Marchio “Made in Italy”: un nuovo tentativo per combattere il c.d. italian sounding

Le principali istituzioni italiane, con il Ministero dello Sviluppo Economico da una parte e Confindustria dall’altra, hanno recentemente dichiarato di essere ormai ad uno stato avanzato nello studio di fattibilità per la creazione del marchio collettivo “Made in Italy”.

Come è facile intuire, tale marchio ha la funzione di distinguere chiaramente i prodotti realizzati – o meglio, che hanno ricevuto l’ultima lavorazione sostanziale – in Italia, da quelli simili o similari realizzati all’estero, con l’obbiettivo di garantire l’effettiva provenienza dal Paese e preservare il vantaggio competitivo nel mercato, minacciato sempre di più dal fenomeno dell’italian sounding. Il marchio sarà utilizzabile su base volontaria, vale a dire che saranno le aziende medesime – sulla base di espressi requisiti – a potersene avvalere; non è previsto, dunque, alcun automatismo ovvero obbligo di legge.

Da quanto si apprende, è intenzione dei promotori registrare tale marchio con riferimento a tutti i settori merceologici, non limitando l’ambito di tutela al solo settore delle “tre F” – food&beverage (agroalimentare), furniture (arredamento) e fashion (moda) – tradizionalmente il punto forte dell’export italiano, ma di ampliarne la portata anche in settori comunque caratterizzati dal fattore positivo ”made in” (ad esempio il settore della gioielleria o della meccanica).

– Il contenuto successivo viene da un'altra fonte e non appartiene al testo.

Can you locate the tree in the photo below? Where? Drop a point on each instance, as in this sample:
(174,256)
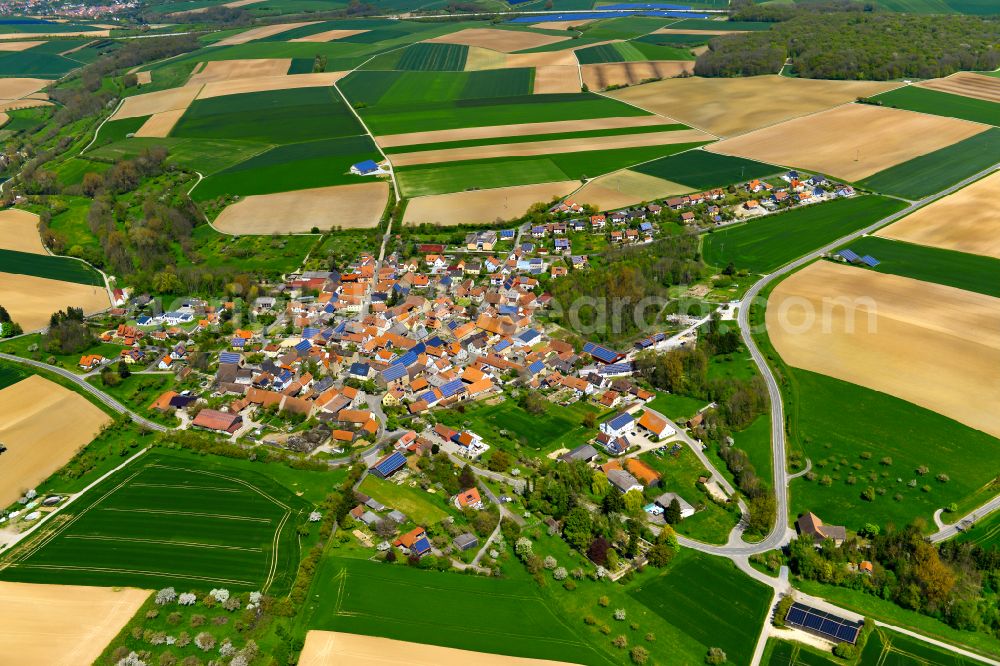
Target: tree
(672,514)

Di contro, la valenza di tale marchio sarà verosimilmente limitata alle sole esportazioni di prodotti al di fuori dell’Unione Europea; infatti le stringenti regole del mercato comune non lascerebbero molto spazio ad una tale “discriminazione” in materia di prodotti immessi in commercio. Sul punto, infatti, secondo la risalente pronuncia della Corte di Giustizia dell’Unione Europea nel caso C-249/81 “Buy Irish”, e la giurisprudenza da esso derivata, è illegittima qualsiasi attività (posta in essere dagli Stati membri, anche promozionale) volta a favorire i prodotti nazionali rispetto a quelli di altri Paesi Membri.

Tali principi comunitari sono stati in passato un ostacolo insuperabile per iniziative simili, su tutte il fallimento della proposta di legge Reguzzoni-Versace presentata nel 2010, in materia di etichettature per prodotti tessili e calzature, mai arrivata a conclusione dell’iter di approvazione parlamentare.